相手の質問には答えないで、一方的に質問する主人公の図。
多分主人公の名前は明かされません。
「私の名前は優香。あなたたちは?」
安全地帯まで移動したのち、タマチャン、あらため優香が聞いてきた。
「私の名前は楓です」
「俺の名前はAAAだ」
「え!?」
すると楓さんが驚いた。

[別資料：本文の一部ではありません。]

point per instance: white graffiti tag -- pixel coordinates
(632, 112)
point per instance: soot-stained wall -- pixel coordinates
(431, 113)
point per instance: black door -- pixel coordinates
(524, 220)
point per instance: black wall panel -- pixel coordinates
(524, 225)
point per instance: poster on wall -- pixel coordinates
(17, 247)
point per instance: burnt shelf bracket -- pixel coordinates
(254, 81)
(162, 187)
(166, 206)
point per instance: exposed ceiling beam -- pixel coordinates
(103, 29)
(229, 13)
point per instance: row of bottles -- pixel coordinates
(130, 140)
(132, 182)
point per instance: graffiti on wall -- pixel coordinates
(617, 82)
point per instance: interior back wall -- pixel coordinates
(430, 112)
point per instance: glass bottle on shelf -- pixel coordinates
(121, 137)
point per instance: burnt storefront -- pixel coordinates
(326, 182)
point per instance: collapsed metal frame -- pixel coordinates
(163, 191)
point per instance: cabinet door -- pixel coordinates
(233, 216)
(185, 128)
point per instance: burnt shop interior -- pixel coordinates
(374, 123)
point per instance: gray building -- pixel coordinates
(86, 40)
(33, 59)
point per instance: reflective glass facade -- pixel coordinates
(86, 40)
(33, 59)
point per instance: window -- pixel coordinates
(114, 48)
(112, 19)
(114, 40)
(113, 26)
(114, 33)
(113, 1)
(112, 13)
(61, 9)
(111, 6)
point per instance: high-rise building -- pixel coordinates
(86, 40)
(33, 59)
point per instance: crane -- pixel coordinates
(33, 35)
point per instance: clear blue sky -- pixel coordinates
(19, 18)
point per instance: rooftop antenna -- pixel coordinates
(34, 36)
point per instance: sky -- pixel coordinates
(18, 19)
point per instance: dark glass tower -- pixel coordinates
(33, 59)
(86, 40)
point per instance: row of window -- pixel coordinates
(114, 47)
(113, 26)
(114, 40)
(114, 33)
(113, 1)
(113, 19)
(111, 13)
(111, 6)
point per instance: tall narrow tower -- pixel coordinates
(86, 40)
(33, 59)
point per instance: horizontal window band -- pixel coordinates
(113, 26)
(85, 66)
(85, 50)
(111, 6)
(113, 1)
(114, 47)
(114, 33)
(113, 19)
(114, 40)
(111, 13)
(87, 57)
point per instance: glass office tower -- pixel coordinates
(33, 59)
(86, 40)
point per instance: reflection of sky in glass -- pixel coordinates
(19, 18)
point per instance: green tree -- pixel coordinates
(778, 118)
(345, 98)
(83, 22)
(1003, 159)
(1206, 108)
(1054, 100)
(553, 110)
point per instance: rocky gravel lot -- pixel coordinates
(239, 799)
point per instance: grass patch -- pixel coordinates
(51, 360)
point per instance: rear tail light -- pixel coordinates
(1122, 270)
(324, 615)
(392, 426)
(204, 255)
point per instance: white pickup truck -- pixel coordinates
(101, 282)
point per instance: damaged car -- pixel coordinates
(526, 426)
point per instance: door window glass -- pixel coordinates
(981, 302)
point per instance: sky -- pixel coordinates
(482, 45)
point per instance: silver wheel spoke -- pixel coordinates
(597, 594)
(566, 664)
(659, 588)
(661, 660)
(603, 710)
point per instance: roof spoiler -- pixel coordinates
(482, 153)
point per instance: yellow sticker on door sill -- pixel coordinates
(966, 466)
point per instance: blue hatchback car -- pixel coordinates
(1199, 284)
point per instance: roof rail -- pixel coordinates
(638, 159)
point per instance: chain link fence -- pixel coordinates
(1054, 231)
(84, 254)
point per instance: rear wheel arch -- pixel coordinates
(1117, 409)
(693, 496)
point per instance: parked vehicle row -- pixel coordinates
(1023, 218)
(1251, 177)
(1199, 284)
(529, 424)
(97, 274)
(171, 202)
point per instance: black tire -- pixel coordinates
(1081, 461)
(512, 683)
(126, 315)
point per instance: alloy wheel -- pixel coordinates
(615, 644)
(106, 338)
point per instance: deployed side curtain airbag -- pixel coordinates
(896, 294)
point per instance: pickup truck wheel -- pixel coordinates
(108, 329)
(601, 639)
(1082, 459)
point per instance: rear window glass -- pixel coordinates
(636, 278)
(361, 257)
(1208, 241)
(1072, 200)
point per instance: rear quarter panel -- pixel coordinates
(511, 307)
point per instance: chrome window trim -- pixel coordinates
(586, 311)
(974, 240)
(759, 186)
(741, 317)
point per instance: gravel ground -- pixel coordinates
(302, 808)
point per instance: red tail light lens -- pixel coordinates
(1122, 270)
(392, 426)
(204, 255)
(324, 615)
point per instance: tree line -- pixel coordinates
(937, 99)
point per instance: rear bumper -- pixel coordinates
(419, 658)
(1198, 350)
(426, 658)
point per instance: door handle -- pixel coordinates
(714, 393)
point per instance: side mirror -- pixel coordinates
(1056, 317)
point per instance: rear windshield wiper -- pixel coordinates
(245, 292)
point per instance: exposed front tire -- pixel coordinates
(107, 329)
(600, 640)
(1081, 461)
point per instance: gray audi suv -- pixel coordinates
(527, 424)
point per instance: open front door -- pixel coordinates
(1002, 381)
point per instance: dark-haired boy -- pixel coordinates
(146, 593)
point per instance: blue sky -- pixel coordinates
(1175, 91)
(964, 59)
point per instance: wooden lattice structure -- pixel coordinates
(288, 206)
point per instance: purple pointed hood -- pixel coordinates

どうしたのだろう。
「ゲームの名前じゃなくて、本名を知りたいのだけれども」
「それは秘密だ」
優香の言葉に俺は断固として首を横に振る。
「何故?」
「秘密だ」
「訳あり?」
「秘密だ。恥ずかしいからな」
そこまで珍しいわけじゃないが、自身の名前を恥ずかしいと思っている。
「まあ、良いや。それで、パーティを組んでくれるのでしょう?」
優香が再度聞いてきた。
このゲームでパーティを組む条件は、レベルが5以上である。それは誰か一人が条件を満たしていれば良い。優香が条件を満たしているため、今すぐにでもパーティを組むことはできる。
「その前に一つ良いか」
「何?」
「この世界に来て何日目だ?」
俺は優香に聞いた。
「五日目」
「ゲームのプレイ経験は?」
「半年ほど、毎日のように数時間かな」
「他に人間を見たことは?」
その質問に優香は笑みを浮かべた。